A 41-year-old male on hemodialysis via a tunneled cuffed hemodialysis catheter (TCC) due to hypertensive chronic kidney disease since 2 years prior, was referred because of decreased vision and fever. He had never undergone AVF or arteriovenous graft surgery, because he was preparing for a living donor kidney transplantation from his sister, but the transplantation was delayed because of his obesity (body mass index, 31.2 kg/m2). Three days before admission, he complained of pain and swelling at the TCC insertion site and was treated with oral antibiotics and antipyretics. On physical examination, the skin around the exit site of the TCC showed redness, a warmness to the touch and tenderness (Fig. 1A). The left eye showed conjunctival infection. A slit lamp examination showed grade II anterior chamber cells and an exudate membrane in the left eye (Fig. 1B). In fundus photography, vitreous media was opaque in the left eye (Fig. 1C, D). His right eye best-corrected visual acuity (BCNA) was 0.8 (20/25), and his left eye BCNA was 0.08 (20/250). A diagnosis of endogenous endophthalmitis was made. To find the sources of endophthalmitis, abdominal-pelvic computed tomography and transesophageal echocardiography were performed and showed nonspecific findings.

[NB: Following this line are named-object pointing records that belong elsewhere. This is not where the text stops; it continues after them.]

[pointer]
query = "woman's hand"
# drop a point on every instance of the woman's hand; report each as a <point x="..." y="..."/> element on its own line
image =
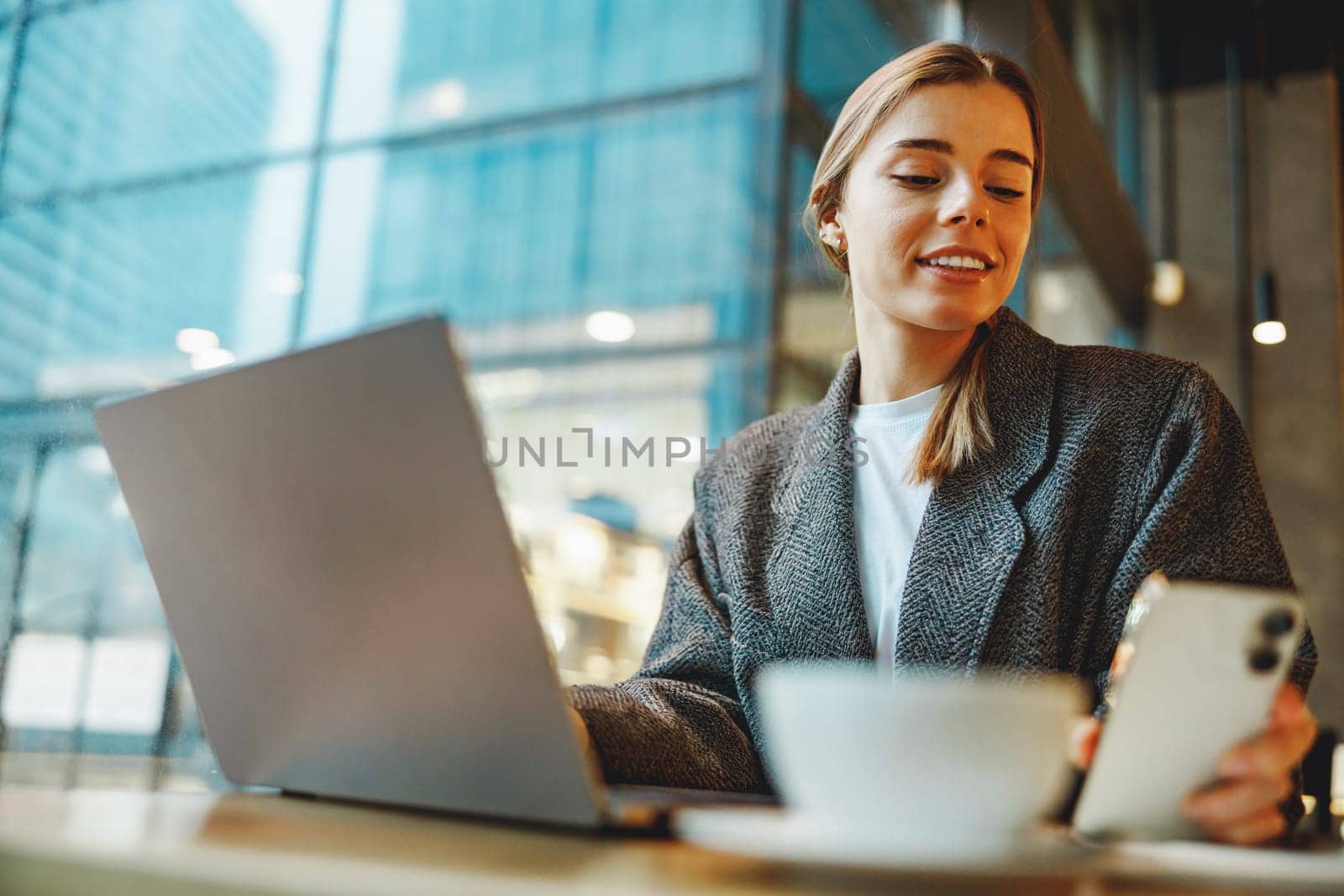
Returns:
<point x="585" y="741"/>
<point x="1242" y="808"/>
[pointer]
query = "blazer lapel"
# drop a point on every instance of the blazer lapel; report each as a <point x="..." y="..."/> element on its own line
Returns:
<point x="968" y="542"/>
<point x="813" y="570"/>
<point x="972" y="530"/>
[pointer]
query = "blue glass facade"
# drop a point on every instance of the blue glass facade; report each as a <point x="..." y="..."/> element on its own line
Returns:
<point x="279" y="175"/>
<point x="284" y="174"/>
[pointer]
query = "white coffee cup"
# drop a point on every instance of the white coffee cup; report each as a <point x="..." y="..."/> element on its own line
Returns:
<point x="924" y="754"/>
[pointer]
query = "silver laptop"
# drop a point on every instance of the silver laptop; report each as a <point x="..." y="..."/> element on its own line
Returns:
<point x="335" y="564"/>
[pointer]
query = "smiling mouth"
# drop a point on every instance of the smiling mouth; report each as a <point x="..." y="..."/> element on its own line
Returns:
<point x="956" y="264"/>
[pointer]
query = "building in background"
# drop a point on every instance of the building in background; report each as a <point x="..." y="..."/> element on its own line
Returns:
<point x="601" y="195"/>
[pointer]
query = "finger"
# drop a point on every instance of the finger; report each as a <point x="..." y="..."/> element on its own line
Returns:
<point x="1274" y="752"/>
<point x="1082" y="741"/>
<point x="1253" y="832"/>
<point x="1233" y="804"/>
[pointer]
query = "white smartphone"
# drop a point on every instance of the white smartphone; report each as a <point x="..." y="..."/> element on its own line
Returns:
<point x="1195" y="673"/>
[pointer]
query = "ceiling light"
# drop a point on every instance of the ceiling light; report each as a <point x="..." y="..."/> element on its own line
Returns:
<point x="1269" y="328"/>
<point x="1168" y="285"/>
<point x="448" y="98"/>
<point x="192" y="340"/>
<point x="611" y="327"/>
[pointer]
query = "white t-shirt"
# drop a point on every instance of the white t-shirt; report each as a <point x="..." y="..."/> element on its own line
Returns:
<point x="887" y="510"/>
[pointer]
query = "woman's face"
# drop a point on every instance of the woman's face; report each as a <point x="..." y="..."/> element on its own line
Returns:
<point x="947" y="175"/>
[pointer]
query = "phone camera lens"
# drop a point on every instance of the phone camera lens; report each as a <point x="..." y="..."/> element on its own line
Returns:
<point x="1277" y="624"/>
<point x="1263" y="660"/>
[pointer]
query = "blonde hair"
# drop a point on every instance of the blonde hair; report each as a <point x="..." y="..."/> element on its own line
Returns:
<point x="958" y="430"/>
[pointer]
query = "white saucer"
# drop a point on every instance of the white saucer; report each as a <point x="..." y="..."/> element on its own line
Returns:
<point x="788" y="836"/>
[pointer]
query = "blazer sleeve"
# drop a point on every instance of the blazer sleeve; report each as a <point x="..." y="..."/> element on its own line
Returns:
<point x="1202" y="515"/>
<point x="678" y="721"/>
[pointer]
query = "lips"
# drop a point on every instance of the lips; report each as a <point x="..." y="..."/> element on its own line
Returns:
<point x="954" y="275"/>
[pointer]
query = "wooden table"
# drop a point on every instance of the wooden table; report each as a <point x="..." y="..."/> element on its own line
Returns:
<point x="116" y="841"/>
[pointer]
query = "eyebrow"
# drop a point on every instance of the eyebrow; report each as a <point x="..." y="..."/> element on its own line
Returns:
<point x="944" y="147"/>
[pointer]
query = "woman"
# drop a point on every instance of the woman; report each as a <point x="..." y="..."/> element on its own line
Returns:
<point x="1015" y="490"/>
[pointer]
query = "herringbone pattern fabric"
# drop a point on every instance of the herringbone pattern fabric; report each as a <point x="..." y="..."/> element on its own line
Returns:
<point x="1109" y="464"/>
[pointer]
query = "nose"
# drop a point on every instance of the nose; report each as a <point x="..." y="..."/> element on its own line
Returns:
<point x="965" y="204"/>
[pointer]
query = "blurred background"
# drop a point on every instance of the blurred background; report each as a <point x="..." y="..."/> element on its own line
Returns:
<point x="604" y="197"/>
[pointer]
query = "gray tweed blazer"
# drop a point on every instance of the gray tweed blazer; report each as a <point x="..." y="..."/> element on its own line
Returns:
<point x="1109" y="464"/>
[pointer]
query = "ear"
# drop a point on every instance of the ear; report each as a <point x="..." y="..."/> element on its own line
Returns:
<point x="831" y="228"/>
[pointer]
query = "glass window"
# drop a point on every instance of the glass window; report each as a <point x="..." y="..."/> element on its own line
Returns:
<point x="145" y="87"/>
<point x="840" y="43"/>
<point x="519" y="237"/>
<point x="100" y="291"/>
<point x="414" y="65"/>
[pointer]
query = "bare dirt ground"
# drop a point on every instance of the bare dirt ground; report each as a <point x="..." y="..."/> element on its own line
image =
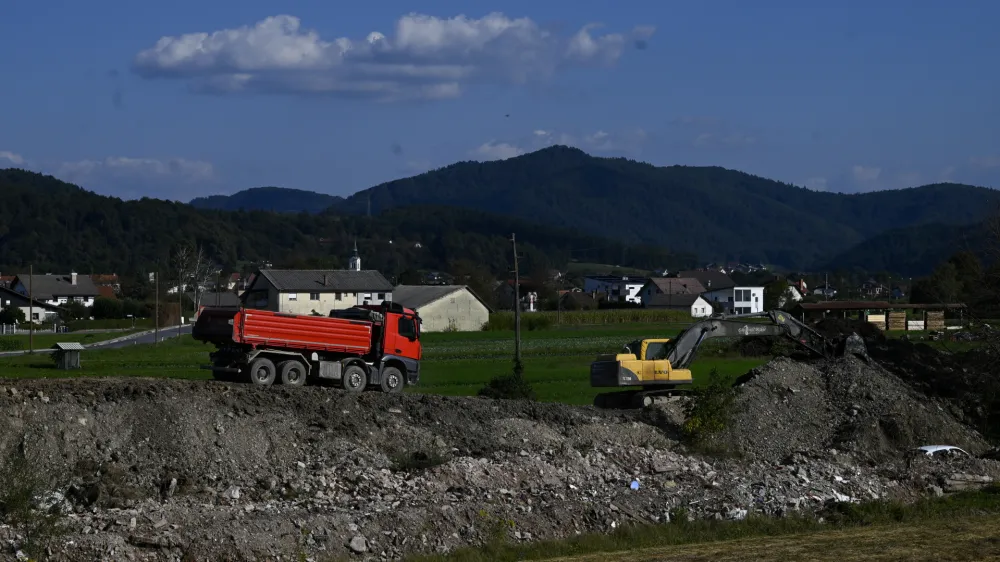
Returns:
<point x="190" y="470"/>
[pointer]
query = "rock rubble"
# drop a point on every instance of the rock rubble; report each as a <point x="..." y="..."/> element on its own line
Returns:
<point x="165" y="469"/>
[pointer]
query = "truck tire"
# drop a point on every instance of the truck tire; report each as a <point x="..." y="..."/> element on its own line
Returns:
<point x="354" y="379"/>
<point x="392" y="380"/>
<point x="262" y="372"/>
<point x="293" y="373"/>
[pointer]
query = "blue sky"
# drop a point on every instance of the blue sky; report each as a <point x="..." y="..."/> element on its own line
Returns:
<point x="848" y="96"/>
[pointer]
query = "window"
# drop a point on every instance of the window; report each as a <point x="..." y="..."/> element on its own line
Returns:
<point x="407" y="327"/>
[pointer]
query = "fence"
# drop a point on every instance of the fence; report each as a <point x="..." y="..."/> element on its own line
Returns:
<point x="23" y="329"/>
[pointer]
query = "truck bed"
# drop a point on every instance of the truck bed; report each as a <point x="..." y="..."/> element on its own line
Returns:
<point x="264" y="328"/>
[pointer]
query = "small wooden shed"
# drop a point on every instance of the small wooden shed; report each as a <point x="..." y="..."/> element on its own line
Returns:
<point x="67" y="355"/>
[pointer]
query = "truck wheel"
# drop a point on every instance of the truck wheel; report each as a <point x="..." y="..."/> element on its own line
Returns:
<point x="354" y="379"/>
<point x="262" y="372"/>
<point x="392" y="380"/>
<point x="293" y="373"/>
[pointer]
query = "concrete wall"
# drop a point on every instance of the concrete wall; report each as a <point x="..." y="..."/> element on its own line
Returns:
<point x="459" y="309"/>
<point x="323" y="303"/>
<point x="701" y="308"/>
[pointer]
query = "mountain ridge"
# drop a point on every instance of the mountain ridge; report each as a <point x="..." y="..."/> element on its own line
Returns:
<point x="714" y="212"/>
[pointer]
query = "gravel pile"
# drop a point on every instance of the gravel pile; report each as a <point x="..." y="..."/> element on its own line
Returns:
<point x="171" y="470"/>
<point x="847" y="404"/>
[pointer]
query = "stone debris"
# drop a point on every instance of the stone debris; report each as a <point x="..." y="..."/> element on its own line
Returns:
<point x="169" y="469"/>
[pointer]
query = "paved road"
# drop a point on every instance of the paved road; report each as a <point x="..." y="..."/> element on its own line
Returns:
<point x="165" y="333"/>
<point x="141" y="338"/>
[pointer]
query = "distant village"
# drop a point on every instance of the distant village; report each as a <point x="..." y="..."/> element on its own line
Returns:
<point x="445" y="303"/>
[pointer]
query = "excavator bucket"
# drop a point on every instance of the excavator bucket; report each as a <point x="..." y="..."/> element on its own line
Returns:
<point x="854" y="345"/>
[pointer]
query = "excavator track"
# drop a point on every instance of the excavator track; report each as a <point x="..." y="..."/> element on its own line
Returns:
<point x="634" y="399"/>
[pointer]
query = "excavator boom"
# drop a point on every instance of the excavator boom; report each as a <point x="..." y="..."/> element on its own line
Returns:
<point x="662" y="366"/>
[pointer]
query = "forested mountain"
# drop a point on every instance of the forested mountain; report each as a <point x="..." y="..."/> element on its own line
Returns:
<point x="56" y="226"/>
<point x="916" y="250"/>
<point x="718" y="214"/>
<point x="277" y="199"/>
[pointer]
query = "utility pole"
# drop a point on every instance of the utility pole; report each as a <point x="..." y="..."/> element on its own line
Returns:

The TCC was removed immediately. He was treated with systemic antibiotics (vancomycin and moxifloxacin) and intravitreal antibiotics (vancomycin and ceftazidime). On the 5th day after admission, methicillin-resistant Staphylococcus aureus was grown in the only culture of the TCC tip, therefore, a diagnosis of endogenous bacterial endophthalmitis (EBE) from the TCC was confirmed. On day 11 after admission, he complained of pain in the left eye, and the slit lamp examination showed aggravated findings in vitreous and fundus appeared opaque (Fig. 1E). On the 12th day after admission, pars plana vitrectomy (PPV) was performed. On 26thday after admission, his left eye BCNA was 0.1 (20/200) and he was discharged with a prescription for oral antibiotics.
Endogenous endophthalmitis is very rare in hemodialysis patients without diabetes mellitus or immunosuppressive disease.1 Past studies have reported seven cases associated with the use of a TCC12345 and there were some common features that differed from our case. First, the patients had additional risk factors for EBE, such as diabetes or Wegener's granulomatosis with immunosuppressant therapy. Second, the patients were relatively old (mean age: 58.8 years). In our case, the patient was younger and did not have diabetes mellitus or other immunosuppressant disorders. However, he was using the TCC for long periods compared with previous cases. As described in our case, clinicians should be advised that the long-term use of a TCC (more than 2 years) can result in EBE in young hemodialysis patients who do not have diabetes or other immunosuppressive disorders.